La virulence anti-américaine très présente dans les années 1980-1990, et qui donna lieu aux théories – et aux politiques – de l’exceptionnalité française, s’actualise ici sous la forme de l’hégémonie linguistique. Paradoxalement, on trouve le même argument à la fois chez les adversaires du mouvement English only ou chez les multiculturalistes américains et canadiens.

La domination d’une langue unique dans l’espace public est contestée par les membres des nations historiques comme par les communautés immigrantes, hispaniques en particulier. Elle est contestée par les communautariens ou les libéraux-culturels qui estiment que l’État, face à la diversité culturelle légitime, a un devoir moral de protéger les cultures exprimées dans une langue particulière. Elle est enfin contestée par les sociolinguistes qui ont montré que les enfants bénéficiant d’une éducation bilingue (qu’ils appartiennent à la majorité ou à la minorité linguistique), réussissent mieux aux tests standardisés que les autres.

Nous le savons, les échanges universitaires se font en anglais, la recherche se conduit de plus en plus en anglais, la lingua franca globale est aujourd’hui l’anglais.
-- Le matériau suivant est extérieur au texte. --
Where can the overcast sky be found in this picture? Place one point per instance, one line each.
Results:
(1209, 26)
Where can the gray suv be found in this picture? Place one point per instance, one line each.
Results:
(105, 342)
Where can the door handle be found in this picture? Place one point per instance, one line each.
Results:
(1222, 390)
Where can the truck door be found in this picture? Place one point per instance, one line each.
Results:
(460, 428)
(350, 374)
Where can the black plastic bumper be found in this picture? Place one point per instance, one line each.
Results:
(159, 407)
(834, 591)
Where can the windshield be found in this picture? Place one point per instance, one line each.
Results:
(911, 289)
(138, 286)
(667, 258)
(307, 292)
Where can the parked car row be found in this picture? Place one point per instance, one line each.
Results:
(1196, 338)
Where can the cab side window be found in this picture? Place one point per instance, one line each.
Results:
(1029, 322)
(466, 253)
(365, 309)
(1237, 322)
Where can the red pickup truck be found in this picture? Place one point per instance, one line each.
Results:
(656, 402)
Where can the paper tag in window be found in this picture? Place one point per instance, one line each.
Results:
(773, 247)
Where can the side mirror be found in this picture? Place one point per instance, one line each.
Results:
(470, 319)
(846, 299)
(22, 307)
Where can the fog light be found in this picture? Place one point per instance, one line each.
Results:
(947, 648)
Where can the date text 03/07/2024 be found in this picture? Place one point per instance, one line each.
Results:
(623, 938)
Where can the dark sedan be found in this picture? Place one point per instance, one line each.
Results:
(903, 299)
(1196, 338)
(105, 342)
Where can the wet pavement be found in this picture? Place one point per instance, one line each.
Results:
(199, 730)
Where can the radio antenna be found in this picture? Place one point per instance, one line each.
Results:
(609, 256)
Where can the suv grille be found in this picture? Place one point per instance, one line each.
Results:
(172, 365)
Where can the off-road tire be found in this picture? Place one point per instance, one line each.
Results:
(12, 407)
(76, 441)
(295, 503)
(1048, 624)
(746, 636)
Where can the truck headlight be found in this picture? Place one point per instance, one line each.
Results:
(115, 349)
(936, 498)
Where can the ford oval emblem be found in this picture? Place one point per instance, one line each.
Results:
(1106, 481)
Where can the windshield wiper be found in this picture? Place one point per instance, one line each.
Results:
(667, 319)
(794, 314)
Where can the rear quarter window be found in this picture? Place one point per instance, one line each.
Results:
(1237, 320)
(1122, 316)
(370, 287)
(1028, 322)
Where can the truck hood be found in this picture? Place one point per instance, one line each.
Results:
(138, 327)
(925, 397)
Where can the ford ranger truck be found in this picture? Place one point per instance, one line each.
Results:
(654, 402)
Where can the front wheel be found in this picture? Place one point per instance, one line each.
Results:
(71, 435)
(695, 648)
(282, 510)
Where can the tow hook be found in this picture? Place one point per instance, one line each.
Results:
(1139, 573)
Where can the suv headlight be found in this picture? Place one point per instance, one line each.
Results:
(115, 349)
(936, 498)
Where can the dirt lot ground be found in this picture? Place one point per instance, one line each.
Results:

On peut le déplorer, mais à bon escient : la coexistence des langues n’est pas à somme nulle. Pourquoi faudrait-il penser la constellation des langues en termes exclusifs ? Le bi- ou le trilinguisme est un outil formidable, et il vaut mieux s’en convaincre au plus tôt : dès la maternelle. Et considérer, par exemple, l’apprentissage sous le seul aspect, prosaïque, mais politiquement neutre, de l’intérêt.

Il faudrait pouvoir débarrasser la langue « nationale », « identitaire » de ses oripeaux quasi mystiques, et en faire un simple outil de communication parmi d’autres. On dira alors que les langues n’ont pas de valeur intrinsèque, ou qu’elles possèdent toutes une égale valeur morale, ou encore que leur valeur est fonction de leur utilité.

L’utilité sociale, scolaire, cognitive, économique de posséder telle ou telle langue se déclinerait alors au regard des différentiels de salaire, de l’intérêt patrimonial, de l’intérêt de la préservation de tel ou tel idiome régional, et de l’immense intérêt à pouvoir se mouvoir, dès le plus jeune âge, dans des univers linguistique et culturel multiples.